Yes, I know you'll tell me that's because there were no female Commandants. The sexist structure of the Reich's administration didn't allow women to play any other roles but auxiliary ones, with Hitler's famous Three Ks dictum ("kinder, kirche, küche," that is: children, church, kitchen) as the guideline. So when the number of female prisoners grew too large and the SS were pressed for resources and personnel, they had to create a corps of SS-Helferinnen (auxiliaries) to help them keep the concentration camps' murder machinery on track. As a woman, though, you couldn't rise above an Oberaufseherin (head supervisor) commanding all the female staff of a camp, or a Lagerführerin (camp leader) in charge of either an entire all-female camp or a women-only subcamp within a larger camp. Nice, isn't it? But . . . you couldn't order the SS men around, only the SS women. Any fool SS officer outranked you by virtue of having a nice pair of Aryan nuts. Oh, and the concentration camp's Kommandant was always a man. Always. Even at Ravensbrück, the all-female concentration camp, the head honcho was a man.

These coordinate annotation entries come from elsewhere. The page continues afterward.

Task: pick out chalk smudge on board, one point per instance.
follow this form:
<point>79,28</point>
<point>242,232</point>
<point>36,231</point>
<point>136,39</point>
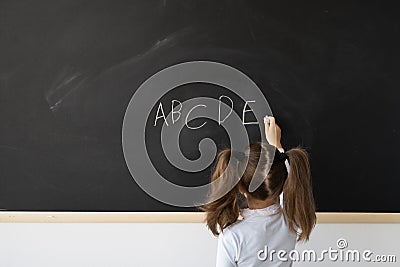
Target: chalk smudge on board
<point>167,42</point>
<point>64,85</point>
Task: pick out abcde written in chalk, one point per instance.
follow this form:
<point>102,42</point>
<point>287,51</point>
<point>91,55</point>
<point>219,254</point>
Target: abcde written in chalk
<point>184,111</point>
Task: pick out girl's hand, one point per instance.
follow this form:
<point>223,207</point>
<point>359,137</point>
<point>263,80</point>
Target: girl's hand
<point>272,132</point>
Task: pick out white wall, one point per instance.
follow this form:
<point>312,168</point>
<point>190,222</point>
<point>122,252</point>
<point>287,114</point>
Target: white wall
<point>174,245</point>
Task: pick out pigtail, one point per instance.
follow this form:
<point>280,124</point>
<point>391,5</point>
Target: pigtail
<point>298,202</point>
<point>223,211</point>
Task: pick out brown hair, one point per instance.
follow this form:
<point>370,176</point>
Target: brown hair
<point>298,201</point>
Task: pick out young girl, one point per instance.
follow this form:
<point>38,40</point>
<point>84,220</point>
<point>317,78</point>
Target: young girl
<point>269,224</point>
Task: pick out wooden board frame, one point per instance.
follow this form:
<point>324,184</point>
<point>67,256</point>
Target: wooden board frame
<point>171,217</point>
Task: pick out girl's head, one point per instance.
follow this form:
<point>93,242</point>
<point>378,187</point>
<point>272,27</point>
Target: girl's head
<point>298,201</point>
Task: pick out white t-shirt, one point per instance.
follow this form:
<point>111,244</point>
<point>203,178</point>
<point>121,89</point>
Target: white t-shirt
<point>265,229</point>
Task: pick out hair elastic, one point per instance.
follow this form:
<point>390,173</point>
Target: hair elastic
<point>239,155</point>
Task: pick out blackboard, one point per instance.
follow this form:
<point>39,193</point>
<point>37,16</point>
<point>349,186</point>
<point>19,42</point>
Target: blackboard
<point>68,70</point>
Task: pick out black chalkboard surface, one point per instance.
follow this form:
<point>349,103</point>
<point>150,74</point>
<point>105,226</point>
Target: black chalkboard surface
<point>68,70</point>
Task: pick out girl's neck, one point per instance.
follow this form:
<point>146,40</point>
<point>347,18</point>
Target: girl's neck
<point>260,204</point>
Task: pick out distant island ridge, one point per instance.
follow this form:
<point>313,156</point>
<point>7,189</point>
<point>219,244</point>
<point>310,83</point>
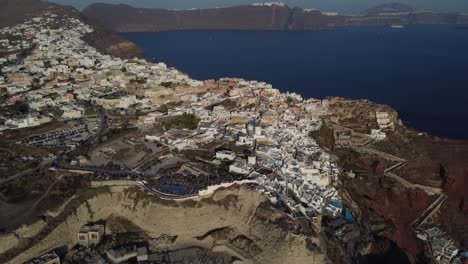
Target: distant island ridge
<point>262,16</point>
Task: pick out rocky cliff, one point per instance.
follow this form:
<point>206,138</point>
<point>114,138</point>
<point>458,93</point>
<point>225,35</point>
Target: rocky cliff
<point>124,18</point>
<point>236,220</point>
<point>13,12</point>
<point>389,206</point>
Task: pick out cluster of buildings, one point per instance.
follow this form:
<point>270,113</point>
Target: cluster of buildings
<point>62,77</point>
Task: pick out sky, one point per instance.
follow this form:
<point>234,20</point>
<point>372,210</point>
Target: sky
<point>344,6</point>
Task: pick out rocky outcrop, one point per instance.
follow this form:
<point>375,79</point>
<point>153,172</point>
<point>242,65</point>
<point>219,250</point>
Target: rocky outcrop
<point>112,44</point>
<point>13,12</point>
<point>238,219</point>
<point>387,206</point>
<point>124,18</point>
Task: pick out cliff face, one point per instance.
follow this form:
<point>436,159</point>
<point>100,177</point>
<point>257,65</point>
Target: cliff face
<point>124,18</point>
<point>388,206</point>
<point>13,12</point>
<point>236,220</point>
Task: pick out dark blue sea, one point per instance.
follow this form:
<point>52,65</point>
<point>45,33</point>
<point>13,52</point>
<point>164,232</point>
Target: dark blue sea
<point>421,71</point>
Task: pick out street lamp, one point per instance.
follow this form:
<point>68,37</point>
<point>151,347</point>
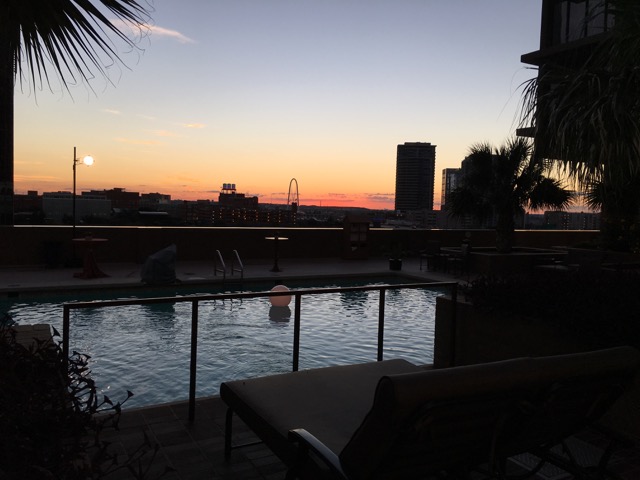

That was frustrating to someone as enterprising, bossy, and career-ambitious as Maria Mandl, but she nevertheless managed to become the SS-Oberaufseherin of not one but two concentration camps and the SS-Lagerführerin of an extermination camp. Three camps! And one of them the largest ever of them all! You're de facto like a woman Commandant because you're now the highest-ranked SS woman in the entire Reich by virtue of ruling over Auschwitz-Birkenau, one of the three camps that collectively made Auschwitz. Not bad if you're a Nazi with a large ego and a tiny conscience, well worth the bother of living in daily misery competing with fellow Lagerführer Hössler for power and enduring the disdain toward female SS of Commandant Höss.

But how did this "nice girl from a good family" end there? What made this girl from a small town in Austria whose parents were well-liked, respected people, and fairly observant of their religion, and shock of shocks, not Nazi at all become a monster?

That is the big question Mistress of Life and Death aims to answer. If I wanted to be short and to the point, I'd just paraphrase Christopher Browning and just say: "Ordinary women." And leave it at that.

But there are things about Mandl that have me feeling somewhat dissatisfied with Browning's all-encompassing synthesis. True, for most of her life, Maria was an ordinary woman, everything about her life in Münzkirchen is so commonplace and normal you'll never find anything abnormal or psychopathological no matter how close you look. By all accounts, all this ordinary woman wanted in the world was an ordinary life: her own family, her own children, be a nurse, work in a nice job. She was engaged to another villager and worked in the post office, she'd soon marry and have babies, everything looked right and bright. And then . . . try not to laugh . . . Mandl was suddenly fired from her job for, can you guess? For not being a Nazi!

Yes, as you read: she wasn't a NSDAP member. Austria had been annexed by Germany and Nazi fervor ran high, jobs were asking people to join the party as a requisite to get or keep one, and Mandl wasn't one. Jobless meant no career or good financial prospects, and so Mandl's fiancé dumped her.

If it were me, I'd have said good riddance and looked for someone handsomer and whose love didn't depend on me having a job that, in turn, depended on me kissing Adolf's behind. But Maria was broken by this incident, which changed her and the course of her life forever. Eischeid speculates that this incident is what changed Maria's psyche to the point she became obsessed with rising high and proving everyone, especially that idiot who dumped her, that she was worthy and admirable. So she left her village for Münich in search of a career path. There, she wanted to be a nurse, in her own words, or join the criminal police force that were looking for female staff. But instead, through an uncle's advice she ended up in the SS and as a guard at the Lichtenburg concentration camp.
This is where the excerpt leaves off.